32. Bruises

2.5K 327 52
                                    

Minhye membawaku ke satu rumah di pesisir pantai yang kurasa ini pernah sempat aku datangi waktu itu. "Ini rumah Niki." Kata Minhye membuatku mengingat satu reka adegan bagaimana Niki mencoba menolongku lari dari suruhan Jay.

"Kakak tenang saja. Ini tempat paling aman untukmu sekarang." Lanjutnya kemudian membaringkanku di atas ranjang dengan selimbut hangat.

Lantas beranjak pergi setelah memberikan beberapa wejangan tentang untuk tidak menyakiti diri dan semua akan baik-baik saja.

Sampai kemudian pandanganku berpusat pada kaca jendela membuatku duduk beranjak menatap lautan yang cukup jauh dari sini.

Hanya ada pohon mapple dengan daunnya yang berguguran memberikan kesan sendu yang melekat. Bagaimana bisa Jay menikah dengan Aikoo?

Tapi dari sekian banyak rasa sakit dan kekecewaan aku cukup bersyukur bahwa ia selamat. Masih tetap bernafas  sebagaimana mestinya.

Mungkin memang lebih bagus begini. Dia bersama dengan Aikoo dan aku dengan kesendirianku.

••••

Aroma darah yang menyengat dan bagaimana jerit tangis itu membuatku berteriak keras sampai pintu kamar terbuka. Minhye memelukku erat dan mengatakan bahwa itu hanya mimpi buruk.

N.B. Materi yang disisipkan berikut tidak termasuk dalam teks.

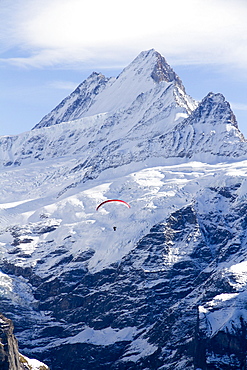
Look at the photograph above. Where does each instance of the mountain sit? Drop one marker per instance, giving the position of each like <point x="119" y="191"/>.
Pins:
<point x="10" y="358"/>
<point x="165" y="290"/>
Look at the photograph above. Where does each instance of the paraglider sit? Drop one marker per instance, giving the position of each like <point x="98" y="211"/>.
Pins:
<point x="113" y="200"/>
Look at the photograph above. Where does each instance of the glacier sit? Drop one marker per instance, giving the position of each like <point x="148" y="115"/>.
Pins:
<point x="166" y="290"/>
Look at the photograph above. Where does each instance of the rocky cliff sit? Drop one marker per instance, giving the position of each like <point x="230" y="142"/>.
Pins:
<point x="167" y="289"/>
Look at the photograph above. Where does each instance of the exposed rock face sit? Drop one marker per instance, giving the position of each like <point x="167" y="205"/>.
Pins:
<point x="9" y="355"/>
<point x="167" y="289"/>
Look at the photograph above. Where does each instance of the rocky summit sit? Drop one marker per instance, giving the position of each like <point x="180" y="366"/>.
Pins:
<point x="158" y="285"/>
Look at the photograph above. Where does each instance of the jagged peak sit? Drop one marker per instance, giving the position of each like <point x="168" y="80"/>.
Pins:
<point x="216" y="106"/>
<point x="157" y="66"/>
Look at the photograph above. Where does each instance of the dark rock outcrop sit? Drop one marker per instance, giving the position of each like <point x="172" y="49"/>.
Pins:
<point x="9" y="355"/>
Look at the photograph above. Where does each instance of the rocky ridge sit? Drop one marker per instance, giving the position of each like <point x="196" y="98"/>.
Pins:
<point x="166" y="290"/>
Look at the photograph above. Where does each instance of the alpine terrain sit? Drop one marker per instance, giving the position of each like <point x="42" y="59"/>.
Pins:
<point x="160" y="284"/>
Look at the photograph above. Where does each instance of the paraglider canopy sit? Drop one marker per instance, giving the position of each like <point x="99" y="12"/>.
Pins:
<point x="113" y="200"/>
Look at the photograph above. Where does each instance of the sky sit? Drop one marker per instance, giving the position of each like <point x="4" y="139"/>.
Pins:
<point x="48" y="47"/>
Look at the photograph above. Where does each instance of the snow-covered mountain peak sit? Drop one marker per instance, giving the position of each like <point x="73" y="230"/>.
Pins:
<point x="150" y="286"/>
<point x="148" y="73"/>
<point x="216" y="104"/>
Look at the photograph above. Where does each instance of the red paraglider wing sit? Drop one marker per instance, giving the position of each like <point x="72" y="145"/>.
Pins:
<point x="112" y="200"/>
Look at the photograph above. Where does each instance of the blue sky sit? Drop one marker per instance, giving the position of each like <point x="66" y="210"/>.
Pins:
<point x="48" y="47"/>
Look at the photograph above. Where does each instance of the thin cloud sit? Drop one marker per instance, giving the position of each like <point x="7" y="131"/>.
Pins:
<point x="62" y="33"/>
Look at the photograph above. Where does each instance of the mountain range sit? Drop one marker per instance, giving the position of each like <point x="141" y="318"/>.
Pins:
<point x="159" y="285"/>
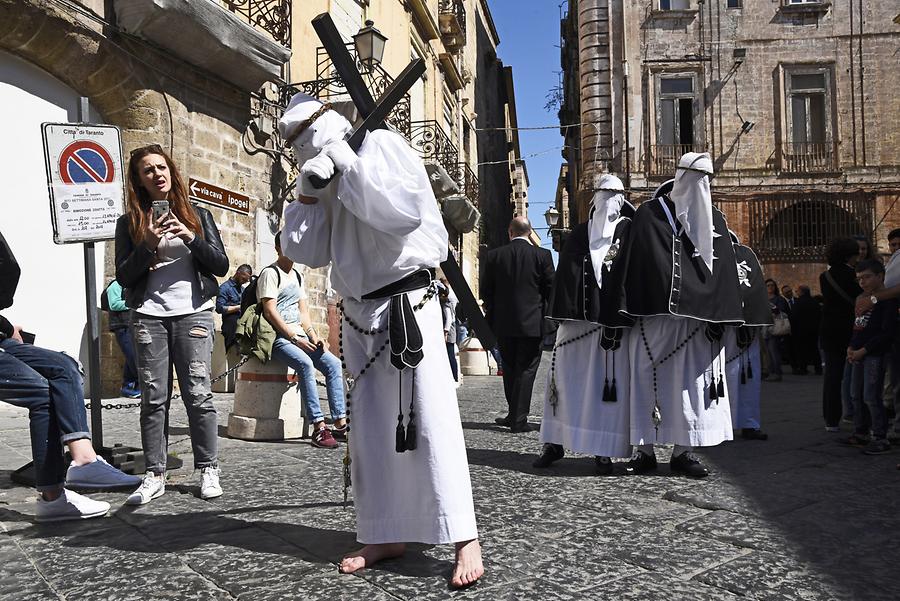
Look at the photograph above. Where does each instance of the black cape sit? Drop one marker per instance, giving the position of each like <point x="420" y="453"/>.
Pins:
<point x="575" y="291"/>
<point x="663" y="277"/>
<point x="753" y="288"/>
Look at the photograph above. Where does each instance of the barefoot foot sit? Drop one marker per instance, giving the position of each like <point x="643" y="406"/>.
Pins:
<point x="368" y="555"/>
<point x="468" y="567"/>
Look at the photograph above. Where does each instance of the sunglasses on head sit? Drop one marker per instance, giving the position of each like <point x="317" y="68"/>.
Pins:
<point x="151" y="149"/>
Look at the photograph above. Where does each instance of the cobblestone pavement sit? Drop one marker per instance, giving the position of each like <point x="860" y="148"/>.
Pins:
<point x="795" y="517"/>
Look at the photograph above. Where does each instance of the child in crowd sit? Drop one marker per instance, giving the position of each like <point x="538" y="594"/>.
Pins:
<point x="873" y="335"/>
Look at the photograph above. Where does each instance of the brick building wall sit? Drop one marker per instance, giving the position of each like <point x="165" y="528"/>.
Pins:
<point x="740" y="61"/>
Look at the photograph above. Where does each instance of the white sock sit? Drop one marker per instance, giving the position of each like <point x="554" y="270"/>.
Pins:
<point x="680" y="450"/>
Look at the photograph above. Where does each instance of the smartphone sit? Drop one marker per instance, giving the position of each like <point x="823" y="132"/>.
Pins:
<point x="160" y="208"/>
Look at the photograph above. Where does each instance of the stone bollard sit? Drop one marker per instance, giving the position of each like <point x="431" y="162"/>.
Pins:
<point x="266" y="403"/>
<point x="473" y="359"/>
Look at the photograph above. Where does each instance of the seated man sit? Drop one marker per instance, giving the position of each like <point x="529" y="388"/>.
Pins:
<point x="49" y="384"/>
<point x="283" y="299"/>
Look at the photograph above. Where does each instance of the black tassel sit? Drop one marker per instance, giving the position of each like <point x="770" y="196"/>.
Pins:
<point x="411" y="433"/>
<point x="400" y="443"/>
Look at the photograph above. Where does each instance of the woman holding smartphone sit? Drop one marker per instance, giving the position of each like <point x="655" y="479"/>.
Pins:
<point x="167" y="254"/>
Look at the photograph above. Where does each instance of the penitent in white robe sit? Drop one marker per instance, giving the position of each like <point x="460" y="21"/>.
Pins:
<point x="744" y="397"/>
<point x="582" y="421"/>
<point x="689" y="416"/>
<point x="375" y="224"/>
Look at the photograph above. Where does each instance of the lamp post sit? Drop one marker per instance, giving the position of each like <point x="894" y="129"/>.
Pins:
<point x="369" y="43"/>
<point x="552" y="217"/>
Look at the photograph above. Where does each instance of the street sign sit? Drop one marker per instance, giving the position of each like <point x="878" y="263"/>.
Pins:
<point x="221" y="197"/>
<point x="84" y="179"/>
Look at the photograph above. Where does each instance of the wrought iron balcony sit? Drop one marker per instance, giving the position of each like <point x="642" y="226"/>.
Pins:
<point x="807" y="157"/>
<point x="452" y="23"/>
<point x="434" y="146"/>
<point x="663" y="158"/>
<point x="328" y="87"/>
<point x="272" y="16"/>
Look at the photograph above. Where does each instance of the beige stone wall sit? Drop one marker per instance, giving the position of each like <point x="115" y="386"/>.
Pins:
<point x="728" y="92"/>
<point x="153" y="98"/>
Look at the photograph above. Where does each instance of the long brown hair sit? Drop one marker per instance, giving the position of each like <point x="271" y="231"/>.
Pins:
<point x="139" y="198"/>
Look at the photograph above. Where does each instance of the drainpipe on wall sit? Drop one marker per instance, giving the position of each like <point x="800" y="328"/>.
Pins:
<point x="593" y="60"/>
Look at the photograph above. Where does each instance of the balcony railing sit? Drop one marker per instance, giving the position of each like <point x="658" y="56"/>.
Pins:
<point x="435" y="146"/>
<point x="272" y="16"/>
<point x="452" y="20"/>
<point x="807" y="157"/>
<point x="328" y="87"/>
<point x="663" y="158"/>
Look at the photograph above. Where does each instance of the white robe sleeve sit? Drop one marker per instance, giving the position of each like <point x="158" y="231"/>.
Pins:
<point x="306" y="235"/>
<point x="387" y="186"/>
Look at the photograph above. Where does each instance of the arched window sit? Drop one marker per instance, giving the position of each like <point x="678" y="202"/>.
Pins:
<point x="797" y="227"/>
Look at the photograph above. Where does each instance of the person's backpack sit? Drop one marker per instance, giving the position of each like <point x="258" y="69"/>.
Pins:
<point x="104" y="298"/>
<point x="248" y="296"/>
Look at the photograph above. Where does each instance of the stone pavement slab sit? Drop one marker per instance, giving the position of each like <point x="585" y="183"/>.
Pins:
<point x="795" y="517"/>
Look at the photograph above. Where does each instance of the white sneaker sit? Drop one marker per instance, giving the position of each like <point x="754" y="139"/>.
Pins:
<point x="152" y="486"/>
<point x="99" y="474"/>
<point x="70" y="506"/>
<point x="209" y="483"/>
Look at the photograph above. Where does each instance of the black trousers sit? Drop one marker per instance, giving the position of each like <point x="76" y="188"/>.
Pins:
<point x="521" y="357"/>
<point x="831" y="387"/>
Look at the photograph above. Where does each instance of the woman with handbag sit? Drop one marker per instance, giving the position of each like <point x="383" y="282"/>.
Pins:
<point x="168" y="253"/>
<point x="839" y="291"/>
<point x="778" y="332"/>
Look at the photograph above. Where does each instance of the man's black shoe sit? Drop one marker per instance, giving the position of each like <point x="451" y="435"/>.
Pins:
<point x="549" y="453"/>
<point x="688" y="464"/>
<point x="640" y="463"/>
<point x="604" y="465"/>
<point x="754" y="434"/>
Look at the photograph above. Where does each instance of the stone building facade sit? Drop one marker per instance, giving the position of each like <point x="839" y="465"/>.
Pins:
<point x="792" y="98"/>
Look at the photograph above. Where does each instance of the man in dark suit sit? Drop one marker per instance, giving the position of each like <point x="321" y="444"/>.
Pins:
<point x="516" y="284"/>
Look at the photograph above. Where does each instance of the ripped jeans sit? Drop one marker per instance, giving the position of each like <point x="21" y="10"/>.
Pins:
<point x="184" y="341"/>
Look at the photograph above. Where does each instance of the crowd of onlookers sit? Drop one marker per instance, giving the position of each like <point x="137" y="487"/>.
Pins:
<point x="850" y="334"/>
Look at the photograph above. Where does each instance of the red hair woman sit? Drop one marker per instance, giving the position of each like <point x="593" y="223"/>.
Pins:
<point x="166" y="262"/>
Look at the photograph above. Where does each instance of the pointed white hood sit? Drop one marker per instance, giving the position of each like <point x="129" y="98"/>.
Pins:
<point x="693" y="203"/>
<point x="606" y="215"/>
<point x="327" y="127"/>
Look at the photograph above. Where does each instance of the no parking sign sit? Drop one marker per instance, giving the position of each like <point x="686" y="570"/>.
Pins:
<point x="84" y="177"/>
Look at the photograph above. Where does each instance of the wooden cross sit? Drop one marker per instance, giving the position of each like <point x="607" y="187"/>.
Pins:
<point x="374" y="115"/>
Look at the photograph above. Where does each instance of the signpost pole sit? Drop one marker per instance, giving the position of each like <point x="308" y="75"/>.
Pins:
<point x="93" y="320"/>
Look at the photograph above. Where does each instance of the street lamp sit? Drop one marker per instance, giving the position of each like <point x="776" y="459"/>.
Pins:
<point x="552" y="217"/>
<point x="369" y="44"/>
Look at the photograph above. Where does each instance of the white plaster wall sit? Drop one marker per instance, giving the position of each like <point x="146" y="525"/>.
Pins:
<point x="50" y="298"/>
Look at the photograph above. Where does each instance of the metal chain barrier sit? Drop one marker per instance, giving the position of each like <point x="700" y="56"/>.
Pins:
<point x="110" y="406"/>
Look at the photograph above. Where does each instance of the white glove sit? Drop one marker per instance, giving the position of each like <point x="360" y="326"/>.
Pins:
<point x="320" y="165"/>
<point x="341" y="154"/>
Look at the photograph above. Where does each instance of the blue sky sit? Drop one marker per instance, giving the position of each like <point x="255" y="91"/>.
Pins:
<point x="529" y="43"/>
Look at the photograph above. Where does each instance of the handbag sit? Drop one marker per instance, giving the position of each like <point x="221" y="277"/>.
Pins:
<point x="782" y="326"/>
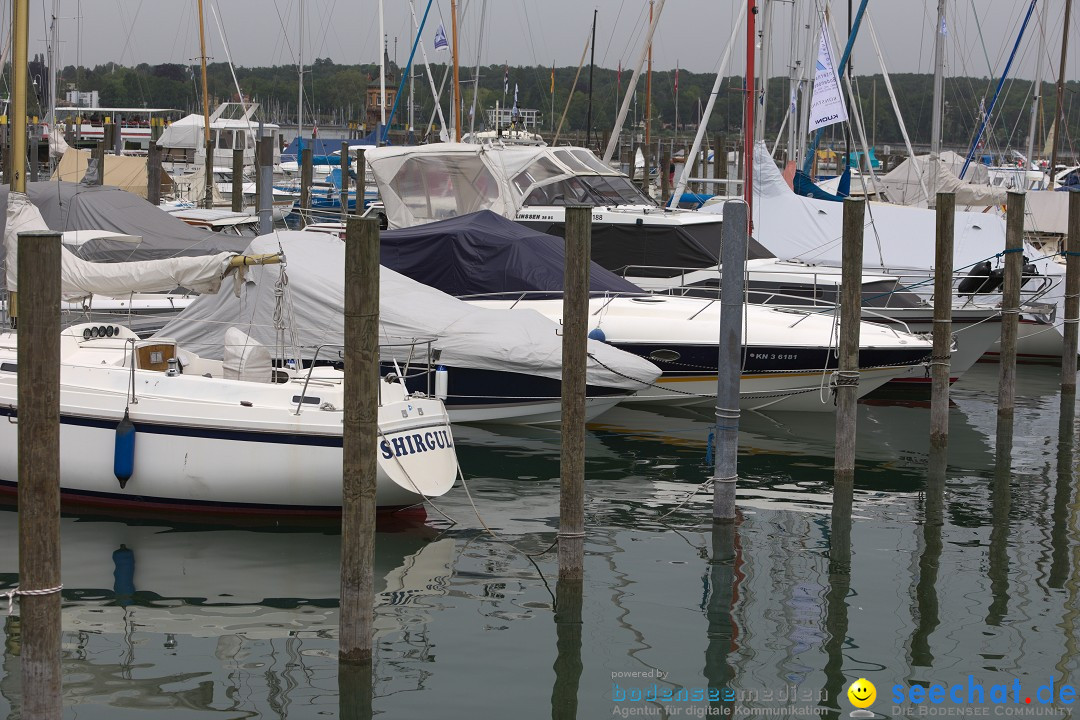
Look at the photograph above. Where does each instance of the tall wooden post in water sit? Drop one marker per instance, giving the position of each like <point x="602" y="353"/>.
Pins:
<point x="729" y="363"/>
<point x="39" y="490"/>
<point x="940" y="361"/>
<point x="360" y="443"/>
<point x="847" y="376"/>
<point x="208" y="170"/>
<point x="238" y="179"/>
<point x="1010" y="303"/>
<point x="345" y="185"/>
<point x="571" y="511"/>
<point x="1071" y="298"/>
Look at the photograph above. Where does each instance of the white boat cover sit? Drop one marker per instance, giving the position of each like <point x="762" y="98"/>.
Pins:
<point x="518" y="341"/>
<point x="895" y="238"/>
<point x="80" y="279"/>
<point x="903" y="187"/>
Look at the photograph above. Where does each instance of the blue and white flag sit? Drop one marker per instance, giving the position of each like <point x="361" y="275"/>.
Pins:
<point x="441" y="38"/>
<point x="826" y="103"/>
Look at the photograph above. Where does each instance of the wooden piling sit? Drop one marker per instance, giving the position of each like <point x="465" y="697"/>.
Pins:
<point x="266" y="185"/>
<point x="665" y="178"/>
<point x="39" y="500"/>
<point x="1071" y="297"/>
<point x="571" y="515"/>
<point x="306" y="173"/>
<point x="238" y="179"/>
<point x="98" y="155"/>
<point x="360" y="443"/>
<point x="847" y="376"/>
<point x="35" y="153"/>
<point x="1010" y="302"/>
<point x="345" y="185"/>
<point x="734" y="233"/>
<point x="940" y="360"/>
<point x="153" y="174"/>
<point x="208" y="177"/>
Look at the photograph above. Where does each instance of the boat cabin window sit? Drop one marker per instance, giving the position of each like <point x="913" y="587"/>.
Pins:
<point x="591" y="160"/>
<point x="542" y="170"/>
<point x="439" y="188"/>
<point x="589" y="189"/>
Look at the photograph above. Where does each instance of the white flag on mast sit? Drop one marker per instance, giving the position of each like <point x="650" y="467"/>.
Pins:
<point x="826" y="104"/>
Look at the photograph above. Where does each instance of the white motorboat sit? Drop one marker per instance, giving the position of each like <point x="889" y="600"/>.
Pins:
<point x="532" y="186"/>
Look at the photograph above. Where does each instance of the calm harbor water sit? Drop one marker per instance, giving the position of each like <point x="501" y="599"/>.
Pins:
<point x="971" y="570"/>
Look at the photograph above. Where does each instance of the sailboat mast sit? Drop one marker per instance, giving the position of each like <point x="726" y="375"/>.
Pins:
<point x="299" y="90"/>
<point x="748" y="120"/>
<point x="54" y="32"/>
<point x="935" y="119"/>
<point x="592" y="65"/>
<point x="21" y="25"/>
<point x="1058" y="109"/>
<point x="208" y="162"/>
<point x="1037" y="91"/>
<point x="382" y="71"/>
<point x="457" y="84"/>
<point x="648" y="94"/>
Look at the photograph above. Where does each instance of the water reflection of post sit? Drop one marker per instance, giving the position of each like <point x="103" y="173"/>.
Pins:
<point x="1058" y="528"/>
<point x="721" y="592"/>
<point x="839" y="584"/>
<point x="564" y="693"/>
<point x="354" y="691"/>
<point x="926" y="591"/>
<point x="1000" y="505"/>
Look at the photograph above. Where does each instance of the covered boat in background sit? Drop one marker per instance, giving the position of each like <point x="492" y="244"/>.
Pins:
<point x="501" y="367"/>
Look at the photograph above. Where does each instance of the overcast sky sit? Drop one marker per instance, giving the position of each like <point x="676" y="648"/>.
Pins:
<point x="691" y="32"/>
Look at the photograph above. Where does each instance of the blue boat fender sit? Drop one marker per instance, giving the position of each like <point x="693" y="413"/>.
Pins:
<point x="123" y="457"/>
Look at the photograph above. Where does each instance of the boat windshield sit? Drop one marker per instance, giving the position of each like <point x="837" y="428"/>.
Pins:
<point x="588" y="189"/>
<point x="435" y="188"/>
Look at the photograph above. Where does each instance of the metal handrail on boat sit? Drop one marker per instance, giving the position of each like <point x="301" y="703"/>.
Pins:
<point x="400" y="378"/>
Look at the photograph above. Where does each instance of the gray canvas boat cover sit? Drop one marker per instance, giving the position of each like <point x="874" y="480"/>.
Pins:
<point x="295" y="311"/>
<point x="76" y="206"/>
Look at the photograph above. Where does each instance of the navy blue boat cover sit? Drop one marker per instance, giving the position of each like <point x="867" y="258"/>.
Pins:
<point x="484" y="253"/>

Menyakinkanku untuk kesekian kalinya bahwa itu mimpi buruk.

Nafasku masih tersenggal. Ingatan bagaimana malam buruk itu terus menghantuiku dan tanpa bisa kucegah aku terus berteriak keras. Memohon untuk berhenti. Berhenti. Kumohon. Hentikan.

"Aaaaaaaa Noa!! Dia membawa Noa Minhyeee!!"

"Kakk tenanglah..." Minhye menyentak tubuhku keras. "KAKAK SADARLAH!"

Aku terkesiap dengan pandangan kian buram. Rasanya menyakitkan melihatnya yang menatapku di rundung rasa khawatir sekaligus iba padaku. "Kak tenang okay. Tarik nafas buang perlahan." Instruksinya yang aku coba perlahan dengan kejut jantung yang berangsur membaik.

Lalu Minhye memberiku obat yang sudah di resepkan oleh dokter psikiaterku selama beberapa bulan ini. "Tidurlah." Katanya kemudian beranjak pergi setelah melihatku lebih tenang.

Ini sudah hampir menginjak dua tahun lamanya aku begini dan Minhye selalu setia menemani pengobatanku yang tak kunjung memberi hasil lebih baik.

Keesokan paginya ia membawaku ke rumah sakit untuk bertemu dengan dokter Joshua yang menangani pengobatanku. Sesi di lakukan cukup baik dengan beberapa resep baru yang ia berikan untukku.

Sementara Minhye yang katanya menunggu di bangku tunggu ntah kemana perginya sekarang. Aku menunduk tanpa ingin melihat orang-orang berlalu lalang segera berjalan menuju kantin.

Mengira mungkin Minhye disana untuk mencari sarapan karna tadi ia tak sempat memakan sarapannya. "Aku sudah bilang untuk jaga kesehatanmu Ai."

Suara Jay yang sangat aku kenali terdengar begitu dekat membuatku menahan nafas dan menunduk semakin dalam. Berharap ia tak mendapati eksistensiku.

"Sekarang kau hanya punya satu ginjal, kau tidak lupakan?"

"Aku mengerti sayang.."

Suara itu semakin dekat membuatku semakin merapat pada dinding dengan kepala tertunduk menatap kedua kakiku dengan pandangan kian memburam tatkala merasakan aroma musk milik Jay di dekatku.

Ia melewatiku begitu saja sambil merangkul Aikoo dengan penuh kasih sayang membuat hatiku terkepal erat. "Kak." Minhye datang dengan air muka yang panik menghampiriku.

"Kenapa kakak disini? Sesinya sudah selesai?"

Aku membalasnya berupa anggukkan dan membiarkannya menarikku berjalan keluar menuju parkiran. "Maaf ya kak. Tadi kupikir masih lama jadi aku beli minuman dulu."